Mais si « la morale laïque est un ensemble de connaissances et de réflexions sur les valeurs, les principes et les règles qui permettent, dans la République, de vivre ensemble selon notre idéal commun de liberté, d’égalité et de fraternité » (cf. le Monde.fr), la formation des enseignants, de tous les enseignants, est un défi redoutable. En effet, comment faire débattre des valeurs les enfants si soi-même, comme personne et comme enseignant, nous ne sommes pas au clair avec nos propres valeurs ? Quand Max Weber évoque la neutralité du sociologue, il la limite au fait que celui-ci doit connaître « les démons » (les valeurs) qui le guident. Le risque est grand de tomber dans le prêchi-prêcha guimauve quand les enfants poseront les bonnes questions, celles qui mettent les valeurs en tension. Les réponses toutes faites des enseignants surgiront inévitablement et d’autant plus rapidement qu’ils seront moins bien préparés à manipuler ces objets délicats que sont les valeurs. Ces bonnes questions arriveront dans toutes les classes, car c’est la logique de l’exercice de travail sur les valeurs. Et peut-on faire travailler les élèves sur les valeurs, si on réprime ces bonnes questions par des réponses toutes faites ? Tenir une position le plus neutre possible, une neutralité totale n’est pas possible, sera une vraie gageure. Les Droits de l’Homme sont le socle, certes, mais aussi la limite de l’exercice.

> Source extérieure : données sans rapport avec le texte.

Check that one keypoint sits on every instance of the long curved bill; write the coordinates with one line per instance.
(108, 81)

Mais le ministre peut s’appuyer sur une ressource importante : ce genre de questions touchent profondément les enfants et les passionnent… tout comme beaucoup d’adultes. Une formation au débat philosophique, et de bons outils pédagogiques (tout simplement de courts livres traitant philosophiquement des sujets au programme) donneront envie à beaucoup d’enseignants de faire ce type de cours. Ceux qui resteront rétifs ne feront rien et ce sera peut-être mieux pour les élèves…

En tant qu’enseignant, la question de l’horaire me saute à l’esprit : sur quel temps va-t-on faire cela ? C’est un peu le retour de l’heure de débat qui avait été inscrite dans les programmes de 2002, mais à l’époque, il y avait 26 h de classe… Personnellement, je ne parviens pas, à l’heure actuelle, à faire régulièrement des ateliers philo dans ma classe. La question de la place de cette « nouveauté » dans l’ensemble des programmes est donc un autre défi pour que cela se fasse vraiment chaque semaine.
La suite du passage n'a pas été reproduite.